Les Angles Morts
There's really no two ways about it, Les Angles Mortes plays some seriously skronky music. Upon first look at their four-person lineup, it seems fairly standard as there are two members who play guitars, one who plays bass, and two who add drums. Then, you look behind each name and realize that each member also plays synths. 'Aha,' you say, 'it must sound like a multi-limbed, rhythmic, noisy freakout.' To that I answer, "yes my friend, indeed it does."
Two members of the group were originally with The Arcade Fire (even appearing on that groups first EP), but parted ways after realizing their musical ideas weren't heading in the same direction. They soon met up with two others who shared the same vision and set about creating soundtracks to films that they create themselves. So, while scenes of neon puppet battles, travelogues, and other crazy footage takes place behind them, the group belts out short blasts of analogue cacophany that falls somewhere between Lightning Bolt and the backing music for The Unicorns.

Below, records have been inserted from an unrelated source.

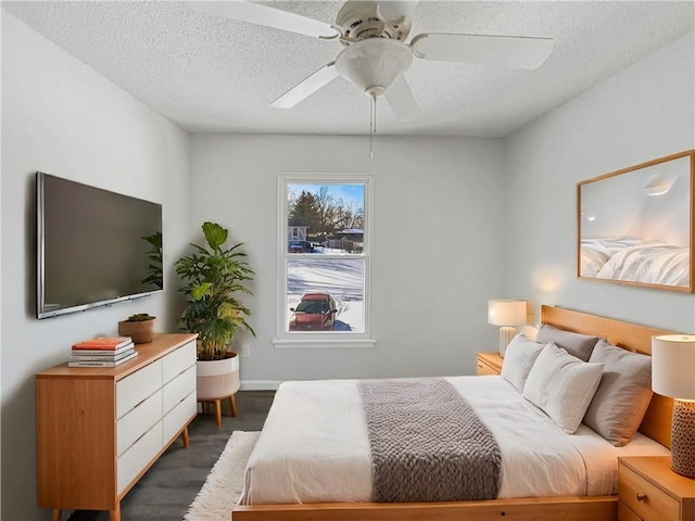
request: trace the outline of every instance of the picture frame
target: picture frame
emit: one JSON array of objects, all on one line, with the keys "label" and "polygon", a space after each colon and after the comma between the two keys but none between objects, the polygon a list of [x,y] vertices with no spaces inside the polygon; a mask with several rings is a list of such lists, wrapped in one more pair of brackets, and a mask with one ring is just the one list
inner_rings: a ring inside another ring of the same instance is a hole
[{"label": "picture frame", "polygon": [[695,150],[577,183],[577,277],[695,292]]}]

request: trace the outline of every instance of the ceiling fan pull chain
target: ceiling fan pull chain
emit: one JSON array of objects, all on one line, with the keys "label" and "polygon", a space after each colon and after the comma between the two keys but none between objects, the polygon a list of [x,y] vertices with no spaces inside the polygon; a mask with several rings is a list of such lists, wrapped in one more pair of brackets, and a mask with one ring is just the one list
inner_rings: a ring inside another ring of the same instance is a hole
[{"label": "ceiling fan pull chain", "polygon": [[374,134],[377,134],[377,94],[371,96],[374,102]]},{"label": "ceiling fan pull chain", "polygon": [[[372,97],[376,100],[376,97]],[[369,158],[374,158],[374,150],[371,149],[371,137],[376,130],[376,104],[370,100],[369,101]]]}]

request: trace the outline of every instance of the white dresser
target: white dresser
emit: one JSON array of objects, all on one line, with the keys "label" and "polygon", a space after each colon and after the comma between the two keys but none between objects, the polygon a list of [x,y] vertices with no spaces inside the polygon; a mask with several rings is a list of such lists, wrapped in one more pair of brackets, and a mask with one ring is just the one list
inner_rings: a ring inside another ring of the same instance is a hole
[{"label": "white dresser", "polygon": [[164,333],[115,368],[53,367],[36,376],[38,504],[109,510],[195,417],[195,335]]}]

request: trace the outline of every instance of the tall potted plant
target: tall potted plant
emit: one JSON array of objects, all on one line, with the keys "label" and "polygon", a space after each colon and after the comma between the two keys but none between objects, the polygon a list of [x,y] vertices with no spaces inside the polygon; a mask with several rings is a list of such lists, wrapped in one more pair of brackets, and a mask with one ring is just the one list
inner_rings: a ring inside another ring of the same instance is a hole
[{"label": "tall potted plant", "polygon": [[251,295],[247,282],[255,272],[245,262],[242,244],[226,246],[228,230],[216,223],[203,223],[205,245],[191,244],[194,252],[180,257],[175,266],[184,285],[180,292],[187,306],[180,323],[198,333],[198,399],[216,401],[230,397],[239,390],[239,361],[230,345],[237,328],[243,327],[255,336],[247,322],[251,310],[238,294]]}]

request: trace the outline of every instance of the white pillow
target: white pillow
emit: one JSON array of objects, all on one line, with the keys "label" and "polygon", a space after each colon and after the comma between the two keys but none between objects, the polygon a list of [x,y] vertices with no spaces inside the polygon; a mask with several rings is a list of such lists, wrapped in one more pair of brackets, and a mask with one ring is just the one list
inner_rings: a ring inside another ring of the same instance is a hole
[{"label": "white pillow", "polygon": [[504,354],[502,378],[519,391],[523,391],[526,379],[529,377],[533,363],[544,346],[545,344],[539,344],[538,342],[529,340],[523,333],[517,334],[511,339]]},{"label": "white pillow", "polygon": [[567,434],[582,422],[601,377],[603,364],[590,364],[554,343],[541,351],[523,385],[523,397],[549,416]]}]

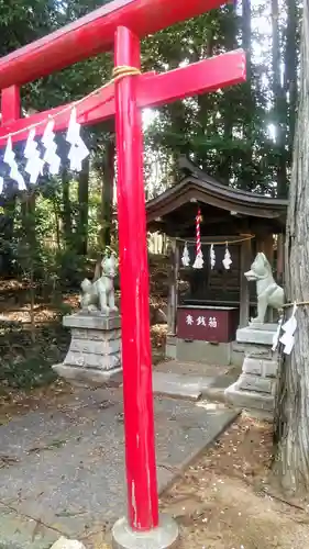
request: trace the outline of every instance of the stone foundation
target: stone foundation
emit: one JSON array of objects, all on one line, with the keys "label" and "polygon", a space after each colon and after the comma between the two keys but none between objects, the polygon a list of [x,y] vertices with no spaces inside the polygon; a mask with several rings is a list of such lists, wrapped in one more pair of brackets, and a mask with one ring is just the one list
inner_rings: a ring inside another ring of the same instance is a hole
[{"label": "stone foundation", "polygon": [[276,324],[263,324],[238,330],[238,345],[244,352],[242,373],[225,390],[228,402],[234,406],[272,418],[278,370],[277,354],[272,352],[276,329]]},{"label": "stone foundation", "polygon": [[53,366],[58,376],[82,385],[120,383],[120,316],[78,313],[64,316],[63,324],[71,341],[64,362]]},{"label": "stone foundation", "polygon": [[187,340],[167,335],[166,358],[181,362],[201,362],[216,366],[229,366],[232,357],[232,343],[211,343]]}]

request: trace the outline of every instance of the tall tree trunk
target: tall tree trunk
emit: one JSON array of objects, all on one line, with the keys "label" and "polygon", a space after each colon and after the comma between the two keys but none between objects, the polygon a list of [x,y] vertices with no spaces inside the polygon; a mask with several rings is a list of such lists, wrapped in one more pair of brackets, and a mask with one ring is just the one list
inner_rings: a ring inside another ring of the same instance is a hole
[{"label": "tall tree trunk", "polygon": [[111,244],[112,206],[113,206],[113,182],[114,182],[114,136],[111,136],[106,144],[103,164],[103,183],[101,201],[101,229],[100,247],[103,249]]},{"label": "tall tree trunk", "polygon": [[297,5],[295,0],[287,0],[287,27],[285,51],[285,90],[288,94],[288,145],[291,150],[295,136],[297,112]]},{"label": "tall tree trunk", "polygon": [[282,83],[282,55],[279,36],[279,7],[278,0],[272,0],[272,25],[273,25],[273,96],[274,96],[274,124],[276,128],[277,150],[277,195],[287,195],[287,102],[284,86]]},{"label": "tall tree trunk", "polygon": [[[300,103],[296,127],[286,235],[287,299],[309,300],[309,0],[304,4]],[[276,468],[286,488],[309,490],[309,306],[296,313],[295,347],[280,368],[276,405]]]},{"label": "tall tree trunk", "polygon": [[[227,52],[231,52],[236,48],[236,33],[238,33],[238,19],[235,14],[234,5],[227,5],[228,13],[224,18],[223,36],[224,36],[224,47]],[[220,165],[219,177],[223,182],[229,184],[232,177],[232,165],[233,155],[231,154],[230,145],[233,139],[233,125],[234,125],[234,110],[231,109],[231,104],[235,98],[235,91],[233,88],[224,91],[224,144],[225,149],[222,155],[222,160]]]},{"label": "tall tree trunk", "polygon": [[8,199],[3,203],[3,215],[0,223],[0,271],[1,276],[10,276],[13,270],[11,243],[14,235],[16,198]]},{"label": "tall tree trunk", "polygon": [[246,81],[244,86],[244,108],[252,116],[245,117],[243,135],[247,148],[242,158],[241,187],[246,190],[252,180],[252,150],[253,150],[253,121],[254,98],[252,92],[252,29],[251,29],[251,0],[242,1],[242,47],[246,53]]},{"label": "tall tree trunk", "polygon": [[63,170],[62,175],[63,187],[63,225],[64,237],[67,247],[71,246],[71,206],[69,200],[69,173],[67,169]]},{"label": "tall tree trunk", "polygon": [[89,206],[89,159],[84,160],[82,170],[78,175],[78,222],[77,254],[87,256],[88,249],[88,206]]}]

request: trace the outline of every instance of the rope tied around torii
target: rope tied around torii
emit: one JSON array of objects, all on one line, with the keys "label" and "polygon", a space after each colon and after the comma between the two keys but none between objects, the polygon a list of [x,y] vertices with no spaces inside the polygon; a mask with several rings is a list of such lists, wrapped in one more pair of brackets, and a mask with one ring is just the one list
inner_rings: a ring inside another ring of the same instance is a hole
[{"label": "rope tied around torii", "polygon": [[125,76],[139,76],[141,74],[141,70],[136,67],[130,67],[129,65],[119,65],[118,67],[114,67],[112,71],[112,81],[117,82]]},{"label": "rope tied around torii", "polygon": [[[48,115],[46,117],[46,120],[41,120],[40,122],[35,122],[34,124],[29,124],[27,126],[25,126],[21,130],[18,130],[16,132],[8,132],[7,135],[1,136],[1,141],[8,139],[9,137],[13,137],[14,135],[23,134],[25,132],[29,132],[30,130],[42,126],[42,125],[46,124],[47,122],[49,122],[51,120],[55,120],[55,119],[59,117],[62,114],[65,114],[66,112],[71,111],[71,109],[80,105],[87,99],[89,99],[93,96],[97,96],[98,93],[103,91],[106,88],[108,88],[108,86],[110,86],[111,83],[118,82],[119,80],[121,80],[125,76],[139,76],[141,74],[142,74],[142,71],[136,67],[130,67],[129,65],[119,65],[118,67],[114,67],[113,71],[112,71],[112,78],[108,82],[103,83],[103,86],[101,86],[100,88],[97,88],[96,90],[90,91],[90,93],[88,93],[87,96],[85,96],[81,99],[77,99],[76,101],[73,101],[69,105],[64,107],[55,114]],[[109,99],[106,100],[104,102],[108,102],[108,101],[109,101]]]}]

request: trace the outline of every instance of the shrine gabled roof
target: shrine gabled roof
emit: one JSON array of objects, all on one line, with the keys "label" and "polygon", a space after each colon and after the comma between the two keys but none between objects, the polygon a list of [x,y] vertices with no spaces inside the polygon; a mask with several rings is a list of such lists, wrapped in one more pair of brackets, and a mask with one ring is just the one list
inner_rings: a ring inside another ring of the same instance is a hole
[{"label": "shrine gabled roof", "polygon": [[[284,225],[287,200],[233,189],[218,182],[186,158],[179,161],[185,177],[146,204],[147,224],[152,225],[191,202],[208,204],[232,215],[280,220]],[[262,221],[262,220],[261,220]]]}]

Opening track "What's Real Summer" actually opens with bubbly melodies and some light drums before crashing headfirst through a breakneck rockout. About halfway through, the track peels back the layers until only harsh, buzzing synths, getting progressively more noisy before letting loose with one final romp. "Kaleidoscope" is even more noisy, dropping what sounds like circuit-bent keytar over an absolutely raucous rhythm section and more harsh synth squalls. It's one of the best tracks on the album and stops and turns on a dime in several places, working dramatic dynamic changes that make it stick out.
Several short tracks on the album find the group experimenting with everything from proggy jazz ("S2S") to breezy west-coast acoustics ("Waking Up A Maze") and even straightup psychedelic hardcore (the insane "Portals"). Of course, a good portion of the album could probably fall under the latter description, as their weird synthscapes collide with pummelling drums and almost math-rock like song structures in several places. This definitely isn't one you'll be blasting every day, but given the right mood, their noisy synth spazz rock could easily be the perfect backdrop to your frantic day.